Okay... this is a blog that I have been mulling over in my brain for quite sometime. I'd like to just shove it aside and blog about fun everyday stuff, but in good conscience, I just can't do that.
First of all, I'll give you some background. Like many families, our family has a person who is gay. My dear dear nephew, Adam, is gay and has a partner whom he married. They are living in Florida and have a business there.
Sadly, Adam and I, who were once close, hardly speak to one another any more. I think it is mainly because I didn't invite his partner to JR and my wedding. The gay issue had nothing to do with not inviting Clark, but it was all the stories that Adam had told me about Clark's eradicate behavior and that he was quite violent. I guess, I was scared out of inviting him because of the stories Adam had shared with me. Although, I explained that to Adam, he still insisted I didn't invite Clark because he was gay.

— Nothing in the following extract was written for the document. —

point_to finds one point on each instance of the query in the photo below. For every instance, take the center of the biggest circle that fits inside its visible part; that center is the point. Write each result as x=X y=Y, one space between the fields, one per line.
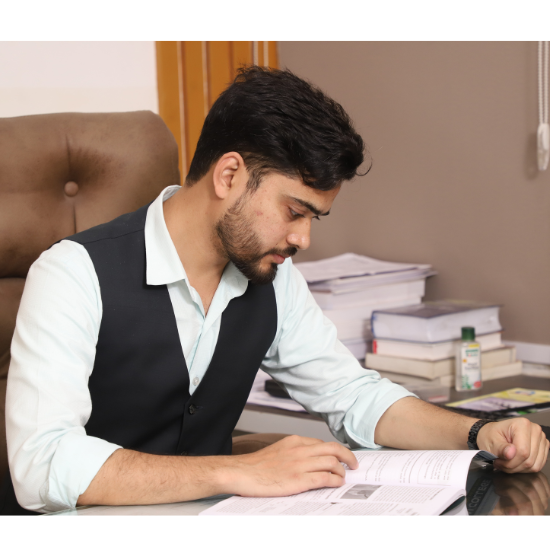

Now... if Adam would think back, he would remember that I had his previous partner to my house for a family Thanksgiving and I also had played hostess to a friend of his who was very near death from Aids. I had cared for this man for a week at my house while he couldn't hardly get out of bed. Adam has Aids, too, and I've never turned him away from my house.
So that is the background. But here is the part that I am having a hard time blogging about. I love Adam very much and I feel very close to many of my gay friends here on MyBloggers. But, I don't agree with the life choices they have made. I think it goes against God's plan for what marriage should be and the whole Biblical teaching of procreation. I believe that God meant marriage to be between a man and a woman and that anything else is wrong.
Okay, I've said what I believe and I know I will probably loose some dear dear friends over what I believe. I just have been feeling that my silence on this matter was in a way... dishonesty.
Soooo... if you read my blog and decide you no longer want to be my friend because of how I believe, I will understand. At the same time, I will be very saddened by the loss of your friendship. I value each of you and I don't condemn you for your lifestyle. I just don't agree with your lifestyle and I pray for you.
I guess that is enough said. Now, I have the task of clicking the "post article" button. I want you to know, this is not an easy thing that I am doing. But, I feel that honesty is the best way to have a true friendship.